Surely, the error here is subjectification - assuming that you know what this 'person' is really feeling when in fact you have got the person wrong. What the physician should do is objectify. To have an evidence base for the natural history and treatment response profile for human beings who report in this way without any assumption about what is going on inside their heads and to act in an objective manner accordingly.
 
Third, the synecdochal relation may be compromised when patients experience subjectively distressing symptoms despite the absence of objectively identifiable abnormalities. In conditions such as chronic fatigue syndrome and fibromyalgia—where pathophysiology remains poorly understood and diagnosis relies largely on patients’ reports—physicians may regard patients’ complaints with suspicion, sometimes assuming fabrication or exaggeration (Blease et al. 2017; Buchman et al. 2017).
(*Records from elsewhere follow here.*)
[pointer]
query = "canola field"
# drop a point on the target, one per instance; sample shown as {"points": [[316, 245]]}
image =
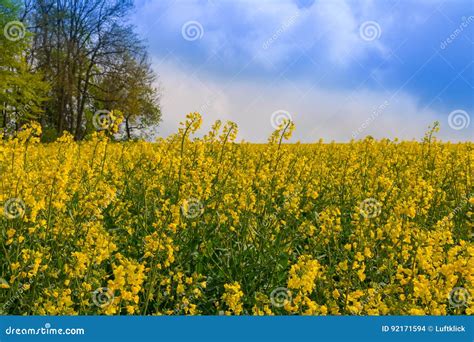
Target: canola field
{"points": [[190, 226]]}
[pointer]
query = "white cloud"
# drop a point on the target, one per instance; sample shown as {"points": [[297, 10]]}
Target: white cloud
{"points": [[318, 113]]}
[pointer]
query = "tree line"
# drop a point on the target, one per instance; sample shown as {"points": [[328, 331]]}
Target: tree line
{"points": [[63, 61]]}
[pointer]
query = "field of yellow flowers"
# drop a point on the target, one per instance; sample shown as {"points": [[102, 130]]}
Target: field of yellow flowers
{"points": [[209, 226]]}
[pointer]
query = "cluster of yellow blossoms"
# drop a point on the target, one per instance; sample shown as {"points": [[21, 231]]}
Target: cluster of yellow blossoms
{"points": [[187, 226]]}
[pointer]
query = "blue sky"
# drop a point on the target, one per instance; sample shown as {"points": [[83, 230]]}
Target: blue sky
{"points": [[340, 69]]}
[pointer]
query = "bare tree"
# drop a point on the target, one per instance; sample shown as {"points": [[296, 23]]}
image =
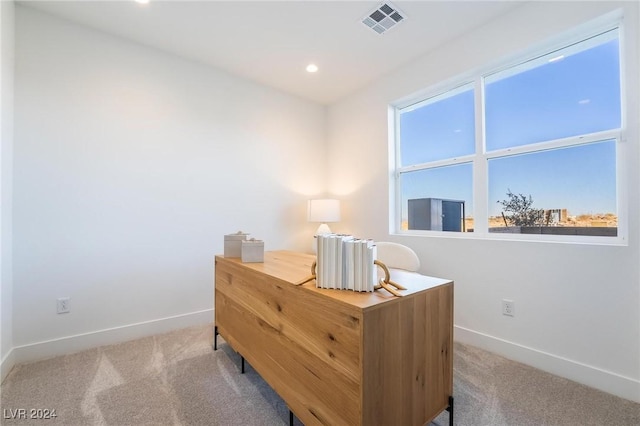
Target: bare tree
{"points": [[519, 211]]}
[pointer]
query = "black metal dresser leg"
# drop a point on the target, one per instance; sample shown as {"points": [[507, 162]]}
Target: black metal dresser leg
{"points": [[450, 410]]}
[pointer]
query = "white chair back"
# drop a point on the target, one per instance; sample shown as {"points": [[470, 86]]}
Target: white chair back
{"points": [[398, 256]]}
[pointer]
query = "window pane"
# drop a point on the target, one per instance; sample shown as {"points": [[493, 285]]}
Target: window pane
{"points": [[438, 199], [441, 128], [575, 187], [568, 93]]}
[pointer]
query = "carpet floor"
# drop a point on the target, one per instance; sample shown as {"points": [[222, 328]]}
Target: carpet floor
{"points": [[177, 379]]}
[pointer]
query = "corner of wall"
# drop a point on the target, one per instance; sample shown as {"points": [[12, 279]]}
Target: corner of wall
{"points": [[7, 18]]}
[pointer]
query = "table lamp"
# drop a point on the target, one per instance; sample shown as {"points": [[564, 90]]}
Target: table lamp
{"points": [[323, 211]]}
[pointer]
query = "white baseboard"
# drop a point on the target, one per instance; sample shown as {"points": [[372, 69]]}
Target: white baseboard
{"points": [[79, 342], [7, 364], [624, 387]]}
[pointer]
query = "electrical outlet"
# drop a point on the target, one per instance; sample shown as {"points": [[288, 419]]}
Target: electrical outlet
{"points": [[63, 305], [508, 307]]}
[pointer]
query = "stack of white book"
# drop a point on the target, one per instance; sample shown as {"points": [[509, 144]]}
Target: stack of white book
{"points": [[345, 263]]}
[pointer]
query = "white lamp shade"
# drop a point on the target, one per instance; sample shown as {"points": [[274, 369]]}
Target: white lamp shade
{"points": [[323, 210]]}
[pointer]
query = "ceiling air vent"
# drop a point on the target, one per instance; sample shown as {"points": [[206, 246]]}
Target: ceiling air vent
{"points": [[383, 18]]}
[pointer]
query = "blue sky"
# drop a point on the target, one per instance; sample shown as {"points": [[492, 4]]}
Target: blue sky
{"points": [[575, 94]]}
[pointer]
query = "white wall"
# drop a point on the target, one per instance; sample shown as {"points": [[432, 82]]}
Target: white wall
{"points": [[577, 306], [6, 166], [129, 167]]}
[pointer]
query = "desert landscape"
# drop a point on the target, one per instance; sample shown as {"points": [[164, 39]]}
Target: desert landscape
{"points": [[600, 220]]}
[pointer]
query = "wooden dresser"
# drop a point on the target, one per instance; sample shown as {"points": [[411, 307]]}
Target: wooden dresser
{"points": [[339, 357]]}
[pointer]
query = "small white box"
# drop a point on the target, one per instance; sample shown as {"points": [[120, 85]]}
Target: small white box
{"points": [[233, 244], [252, 250]]}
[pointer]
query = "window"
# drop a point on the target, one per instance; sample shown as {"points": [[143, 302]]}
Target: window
{"points": [[534, 144]]}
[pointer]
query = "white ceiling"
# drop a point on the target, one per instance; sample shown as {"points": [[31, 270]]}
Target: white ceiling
{"points": [[271, 42]]}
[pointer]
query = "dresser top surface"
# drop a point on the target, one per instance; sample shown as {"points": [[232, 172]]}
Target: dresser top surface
{"points": [[295, 268]]}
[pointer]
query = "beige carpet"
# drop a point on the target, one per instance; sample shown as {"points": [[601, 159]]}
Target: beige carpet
{"points": [[177, 379]]}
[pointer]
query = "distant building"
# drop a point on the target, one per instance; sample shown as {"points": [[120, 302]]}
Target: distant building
{"points": [[555, 216]]}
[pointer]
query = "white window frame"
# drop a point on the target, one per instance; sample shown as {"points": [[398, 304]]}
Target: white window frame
{"points": [[481, 157]]}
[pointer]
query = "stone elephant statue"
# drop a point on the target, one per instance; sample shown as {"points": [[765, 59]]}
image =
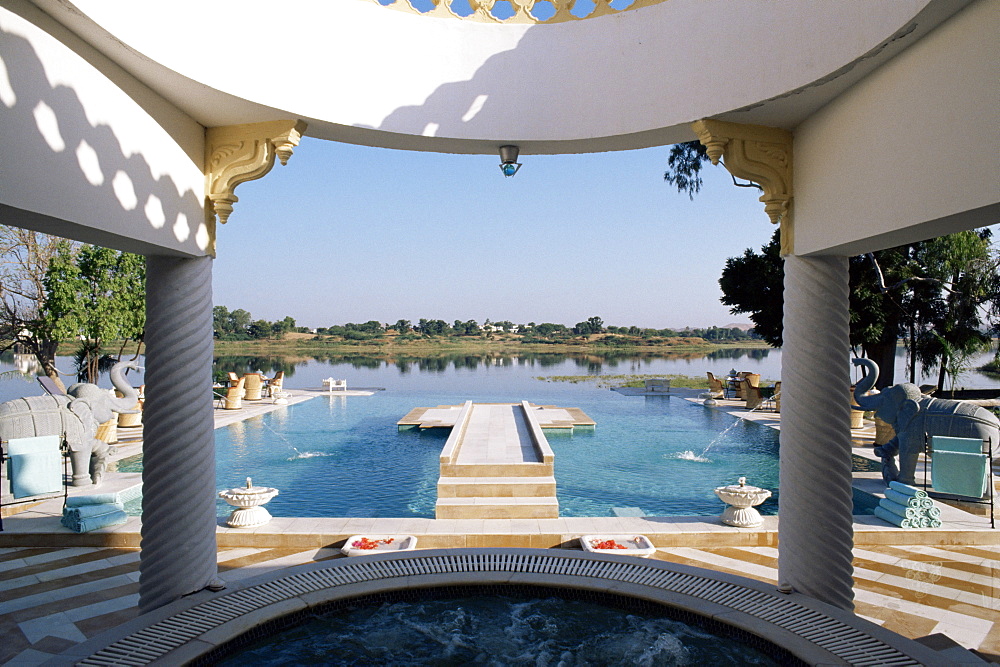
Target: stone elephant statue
{"points": [[915, 417], [74, 418]]}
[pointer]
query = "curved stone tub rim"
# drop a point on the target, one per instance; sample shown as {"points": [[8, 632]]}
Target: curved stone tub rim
{"points": [[200, 624]]}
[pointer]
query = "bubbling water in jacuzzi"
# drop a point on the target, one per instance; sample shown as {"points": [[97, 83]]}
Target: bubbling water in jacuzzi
{"points": [[496, 630]]}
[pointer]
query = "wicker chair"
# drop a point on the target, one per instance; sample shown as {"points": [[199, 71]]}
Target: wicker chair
{"points": [[131, 421], [275, 385], [715, 386], [254, 386], [233, 398], [752, 394]]}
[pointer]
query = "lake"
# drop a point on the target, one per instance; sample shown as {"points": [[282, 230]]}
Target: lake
{"points": [[660, 454]]}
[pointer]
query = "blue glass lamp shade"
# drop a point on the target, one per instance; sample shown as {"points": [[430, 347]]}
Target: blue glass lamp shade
{"points": [[510, 168]]}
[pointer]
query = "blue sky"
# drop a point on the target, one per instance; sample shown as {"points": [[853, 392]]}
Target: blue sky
{"points": [[346, 233]]}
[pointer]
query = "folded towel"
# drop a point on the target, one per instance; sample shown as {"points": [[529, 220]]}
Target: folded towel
{"points": [[90, 517], [907, 489], [903, 499], [960, 473], [894, 519], [92, 510], [97, 499], [899, 510], [35, 473], [112, 517]]}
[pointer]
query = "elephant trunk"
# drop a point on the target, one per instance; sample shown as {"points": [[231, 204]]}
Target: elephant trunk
{"points": [[870, 403], [131, 396]]}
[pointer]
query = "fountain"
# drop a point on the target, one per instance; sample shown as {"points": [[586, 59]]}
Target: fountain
{"points": [[248, 502], [741, 500]]}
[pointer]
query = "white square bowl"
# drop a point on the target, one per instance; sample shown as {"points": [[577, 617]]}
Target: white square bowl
{"points": [[635, 545], [399, 543]]}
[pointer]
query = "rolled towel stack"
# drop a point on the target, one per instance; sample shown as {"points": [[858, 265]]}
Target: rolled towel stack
{"points": [[86, 513], [908, 507]]}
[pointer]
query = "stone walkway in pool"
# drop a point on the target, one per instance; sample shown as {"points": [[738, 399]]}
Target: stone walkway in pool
{"points": [[58, 588]]}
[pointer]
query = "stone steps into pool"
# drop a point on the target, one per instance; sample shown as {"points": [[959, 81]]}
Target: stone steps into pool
{"points": [[496, 487], [495, 507], [497, 464]]}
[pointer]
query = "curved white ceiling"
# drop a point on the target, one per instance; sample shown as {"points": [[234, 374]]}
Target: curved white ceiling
{"points": [[358, 72]]}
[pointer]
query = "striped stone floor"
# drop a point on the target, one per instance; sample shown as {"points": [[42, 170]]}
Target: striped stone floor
{"points": [[53, 598]]}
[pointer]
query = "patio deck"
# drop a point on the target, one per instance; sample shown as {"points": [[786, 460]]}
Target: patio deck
{"points": [[60, 588]]}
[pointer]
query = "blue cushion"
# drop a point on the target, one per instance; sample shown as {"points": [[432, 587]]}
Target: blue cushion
{"points": [[35, 473], [960, 473], [944, 443]]}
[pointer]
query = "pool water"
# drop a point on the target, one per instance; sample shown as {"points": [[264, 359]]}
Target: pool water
{"points": [[343, 456], [496, 630]]}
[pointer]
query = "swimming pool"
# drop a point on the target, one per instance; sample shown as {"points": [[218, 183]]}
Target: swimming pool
{"points": [[343, 456]]}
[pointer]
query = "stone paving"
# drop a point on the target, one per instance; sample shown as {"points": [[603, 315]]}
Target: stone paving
{"points": [[58, 588]]}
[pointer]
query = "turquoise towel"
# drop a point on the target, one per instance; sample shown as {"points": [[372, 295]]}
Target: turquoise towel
{"points": [[907, 489], [899, 510], [35, 473], [84, 525], [97, 499], [960, 473], [903, 499], [894, 519], [92, 517]]}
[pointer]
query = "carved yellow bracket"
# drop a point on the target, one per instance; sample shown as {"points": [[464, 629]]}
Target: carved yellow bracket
{"points": [[236, 154], [759, 154]]}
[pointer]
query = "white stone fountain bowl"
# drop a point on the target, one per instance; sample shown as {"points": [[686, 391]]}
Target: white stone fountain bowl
{"points": [[399, 543], [742, 496], [635, 545], [248, 497]]}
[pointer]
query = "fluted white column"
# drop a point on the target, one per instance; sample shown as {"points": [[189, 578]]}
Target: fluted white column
{"points": [[815, 533], [178, 506]]}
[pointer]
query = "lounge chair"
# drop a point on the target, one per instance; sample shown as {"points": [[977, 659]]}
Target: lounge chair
{"points": [[126, 420], [715, 386], [275, 385], [752, 394], [962, 468], [253, 386], [233, 398]]}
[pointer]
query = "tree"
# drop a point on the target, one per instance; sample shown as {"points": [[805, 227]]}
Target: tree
{"points": [[753, 284], [684, 167], [98, 295], [24, 260], [259, 329], [933, 292], [239, 322], [282, 327], [964, 270]]}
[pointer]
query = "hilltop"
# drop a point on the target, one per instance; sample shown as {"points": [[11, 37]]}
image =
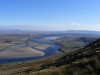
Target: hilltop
{"points": [[84, 61]]}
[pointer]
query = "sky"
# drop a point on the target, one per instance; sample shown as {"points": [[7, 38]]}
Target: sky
{"points": [[50, 15]]}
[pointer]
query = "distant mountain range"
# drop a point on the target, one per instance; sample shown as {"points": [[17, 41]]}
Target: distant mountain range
{"points": [[4, 32]]}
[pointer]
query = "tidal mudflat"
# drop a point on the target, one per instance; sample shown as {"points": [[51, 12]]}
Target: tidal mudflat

Yet, as the adage “absence of evidence is not evidence of absence” reminds us, equating the absence of objective findings with the dismissal of patients’ subjective experiences constitutes a morally problematic form of objectification.

This shouldn't even need to be mentioned in a paper about psychiatry, given that ME/CFS is not a psychiatric disorder. By including it, they imply ME/CFS is the business of psychiatry, and the problem is that about objectifying/subjectifying. The problem is they should never be seeing us in the first place.